The blond girl stuck her head in the room again.

“Professor Oppenheimer, this is the two minute warning.”

“Thank you. I am ready.”

One hundred forty-thousand dead in Hiroshima. Seventy-four thousand in Nagasaki. Missiles with nuclear warheads in the Soviet Union and the United States aimed at one another, bristling atomic sabers ready to carry death across the continents. Three jewels and a golden ring ignited the sky. You are Brahma and Shiva. Be Vishnu. He had no regrets. He had done the right thing, but he bore the responsibility. And he had been punished.

The camera was rolling, but he couldn't bring himself to look directly at it. He kept his eyes lowered for the most part as he spoke of that early morning in mid-July twenty years ago.

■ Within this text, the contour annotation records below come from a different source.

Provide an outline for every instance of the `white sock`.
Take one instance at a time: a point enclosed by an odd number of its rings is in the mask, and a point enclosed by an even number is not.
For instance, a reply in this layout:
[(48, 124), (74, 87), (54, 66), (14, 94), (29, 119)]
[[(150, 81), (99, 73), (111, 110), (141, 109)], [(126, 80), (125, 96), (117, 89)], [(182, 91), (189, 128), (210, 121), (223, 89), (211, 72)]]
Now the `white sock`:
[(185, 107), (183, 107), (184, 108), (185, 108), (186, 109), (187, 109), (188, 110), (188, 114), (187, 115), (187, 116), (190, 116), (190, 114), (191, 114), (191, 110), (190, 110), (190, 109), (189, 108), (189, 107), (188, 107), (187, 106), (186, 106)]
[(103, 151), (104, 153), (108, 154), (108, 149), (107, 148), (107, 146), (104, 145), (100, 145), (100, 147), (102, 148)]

We knew the world would not be the same. A few people laughed, a few people cried, most people were silent. I remembered the line from the Hindu scripture, the Bhagavad-Gita. Vishnu is trying to persuade the Prince that he should do his duty and to impress him takes on his multi-armed form and says, "Now, I am become Death, the destroyer of worlds." I suppose we all thought that one way or another.